Texas police have been standing guard outside the home of the Texas judge who ordered the removal of all the FLDS children from the YFZ Ranch.
The heightened security was ordered after authorities from Utah and Arizona warned them to be on the lookout for FLDS "enforcers," the Deseret News has learned.
Every officer guarding Judge Barbara Walther's San Angelo house was provided dossiers and photos of 16 FLDS men and women whom Utah police deemed a threat. However, e-mails obtained by the Deseret News from the Washington County Sheriff's Office warned Texas authorities to be suspicious of everybody, not just those on the list.
"There are many individuals who are willing to give up their life for the cause and you can never underestimate what a religious fanatic is capable of," according to the e-mails, which were obtained through Texas' public records law.
Police were also keeping close tabs on witnesses, as the "enforcers" might try to "intimidate kids and other witnesses, watch foster homes where kids may be placed, bribe witnesses, appear at court hearings, and make attempts to contact FLDS kids," according to an e-mail from an investigator with the Tom Green County District Attorney's Office.
Law enforcement in Texas has been on alert since a Fundamentalist LDS Church-related Web site published Walther's home address and work and home telephone numbers.
Walther signed the original order to remove all of the FLDS children from the YFZ Ranch in April and place them in state custody.
An attorney for the FLDS Church said its followers are peaceful people and that law enforcement has nothing to worry about.
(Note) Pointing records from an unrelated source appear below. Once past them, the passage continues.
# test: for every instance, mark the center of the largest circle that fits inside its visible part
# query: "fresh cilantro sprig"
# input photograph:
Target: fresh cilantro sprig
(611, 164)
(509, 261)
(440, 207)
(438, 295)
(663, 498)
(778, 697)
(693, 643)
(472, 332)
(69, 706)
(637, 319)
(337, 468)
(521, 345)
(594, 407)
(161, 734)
"Have they ever seen an act of intimidation or violence against law enforcement from the FLDS community at all, ever?" Rod Parker told the Deseret News. "Before they start spreading those kinds of rumors, they ought to be able to ID an example of them ever doing that in the past."
As for the threat to "pay Ms. Walther's home a visit," on the site www.flds.ws, Parker said the site is not sanctioned by the FLDS Church. The site is run by Bill Medvecky, a Fort Myers, Fla., man who has donated to the fund for captive FLDS children, Parker said.
Once Parker told church leaders that the post could be construed as a threat, they contacted Medvecky and had him remove the judge's address, he said.
However, Walther's work and phone numbers are still listed on the Web site. The site calls Walther the "leader of the Gestapo," and includes a link to a petition to impeach the judge.
Medvecky doesn't see the harm in publishing Walther's address on the Internet. After all, it's in the phone book, he said.
"They are not confrontational whatsoever. I am," Medvecky told the Deseret News. "They are not me, and they have nothing to do with the site. We support them 100 percent."
Texas law enforcement wasn't aware of the threat until early June, but the dossiers "regarding any FLDS members who may engage in acts of intimidation or violence against law enforcement and/or potential witnesses" started circulating April 16.
The dossiers track individuals in FLDS leader Warren Jeffs' circle of trust, as well as a few "wild cards" that make Utah authorities "uncomfortable."
The list includes Willie Jessop, who has acted as one of the main spokesmen for the FLDS Church after the April 3 raid on the Yearning For Zion Ranch. The dossier calls him William Roy Jessop "the most serious threat associated with the FLDS religion."
Others included on the list are Lyle Steed Jeffs, Warren Jeffs' brother; and Lindsay Hammon Barlow, who witnesses described as Warren Jeffs' "muscle," among others.